As the number of climate change-related lawsuits against public companies grows, and climate change issues become the subject of increasing state, federal and international regulatory efforts, the risk that directors and officers may become the targets of governmental and private lawsuits based on their companies’ climate change-related disclosures is becoming more likely. Perhaps the clearest indication of this emerging risk is the SEC’s first-ever issuance of climate change-related financial disclosure guidelines.
These guidelines, issued on February 8, 2010, indicate that the SEC has recognized that climate change-related regulations and liabilities increasingly may trigger potential corporate reporting requirements under a variety of SEC rules and regulations.
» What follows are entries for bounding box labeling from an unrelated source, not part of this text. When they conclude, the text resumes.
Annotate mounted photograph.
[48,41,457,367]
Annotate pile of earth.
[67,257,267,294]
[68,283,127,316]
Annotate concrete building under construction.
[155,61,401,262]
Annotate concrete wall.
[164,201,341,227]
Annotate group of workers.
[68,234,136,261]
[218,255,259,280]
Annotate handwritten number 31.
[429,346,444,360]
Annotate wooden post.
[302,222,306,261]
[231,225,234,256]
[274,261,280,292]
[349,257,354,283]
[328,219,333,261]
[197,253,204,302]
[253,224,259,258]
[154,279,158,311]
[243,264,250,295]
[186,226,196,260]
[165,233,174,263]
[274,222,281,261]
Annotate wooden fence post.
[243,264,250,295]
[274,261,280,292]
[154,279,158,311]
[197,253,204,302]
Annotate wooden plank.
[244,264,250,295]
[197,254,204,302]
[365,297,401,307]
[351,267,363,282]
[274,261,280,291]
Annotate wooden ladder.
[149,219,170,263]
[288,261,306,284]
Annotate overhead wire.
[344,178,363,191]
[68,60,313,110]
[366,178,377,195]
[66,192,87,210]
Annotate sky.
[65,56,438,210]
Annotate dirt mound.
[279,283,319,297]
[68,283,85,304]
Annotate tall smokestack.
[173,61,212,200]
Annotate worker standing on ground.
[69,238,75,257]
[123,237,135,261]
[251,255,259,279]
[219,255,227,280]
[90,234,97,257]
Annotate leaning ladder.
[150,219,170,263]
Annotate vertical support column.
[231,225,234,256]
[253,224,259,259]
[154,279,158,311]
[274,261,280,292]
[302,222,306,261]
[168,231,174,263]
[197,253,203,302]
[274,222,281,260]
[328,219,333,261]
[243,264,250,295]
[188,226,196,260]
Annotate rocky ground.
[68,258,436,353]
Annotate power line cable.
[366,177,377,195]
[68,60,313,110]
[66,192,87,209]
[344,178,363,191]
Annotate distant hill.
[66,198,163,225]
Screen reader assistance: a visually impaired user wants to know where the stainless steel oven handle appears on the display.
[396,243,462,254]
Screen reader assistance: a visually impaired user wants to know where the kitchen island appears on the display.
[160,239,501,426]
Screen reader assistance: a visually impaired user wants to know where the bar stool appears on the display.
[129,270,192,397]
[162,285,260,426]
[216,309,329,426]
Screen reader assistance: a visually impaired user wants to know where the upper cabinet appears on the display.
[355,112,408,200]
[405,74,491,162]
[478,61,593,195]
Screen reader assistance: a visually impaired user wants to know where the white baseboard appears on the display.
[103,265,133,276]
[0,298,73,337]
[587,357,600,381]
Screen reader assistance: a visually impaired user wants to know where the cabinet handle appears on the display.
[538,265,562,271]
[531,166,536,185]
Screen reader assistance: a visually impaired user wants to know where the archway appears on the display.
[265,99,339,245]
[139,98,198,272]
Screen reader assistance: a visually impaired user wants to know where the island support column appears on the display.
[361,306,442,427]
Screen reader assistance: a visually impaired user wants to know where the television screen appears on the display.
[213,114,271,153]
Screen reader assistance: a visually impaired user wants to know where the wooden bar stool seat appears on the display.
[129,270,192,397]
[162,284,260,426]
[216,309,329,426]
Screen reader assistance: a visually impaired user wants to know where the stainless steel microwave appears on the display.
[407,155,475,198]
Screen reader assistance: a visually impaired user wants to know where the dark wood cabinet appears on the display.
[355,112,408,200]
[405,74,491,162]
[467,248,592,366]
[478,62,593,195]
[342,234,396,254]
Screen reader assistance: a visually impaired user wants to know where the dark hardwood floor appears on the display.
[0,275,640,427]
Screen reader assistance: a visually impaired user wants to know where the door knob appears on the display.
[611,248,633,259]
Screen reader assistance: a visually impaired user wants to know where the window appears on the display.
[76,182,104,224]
The guidance to public companies, entitled “Commission Guidance Regarding Disclosure Related to Climate Change” focuses on the SEC’s “existing disclosure requirements as they apply to climate change matters.” It identifies a variety of climate change-related issues that might trigger corporate disclosure requirements, including:
- Enacted or proposed state, federal or international legislation that may have a material effect on a public company
- Legal, technological, political and scientific developments regarding climate change that may create risks for companies, such as decreases in demand for existing products or services, or adverse effects on a company’s reputation
- The potential physical effects of climate change on weather sensitive business operations, such as the financial effects on companies with operations on coastlines or effects from disruptions to the operations of major customers or suppliers from severe weather.
Although we have yet to see any significant number of governmental actions or shareholder suits against corporations or their directors and officers in relation to climate change-related disclosure failures, the seeds for the future growth of such actions are being sown.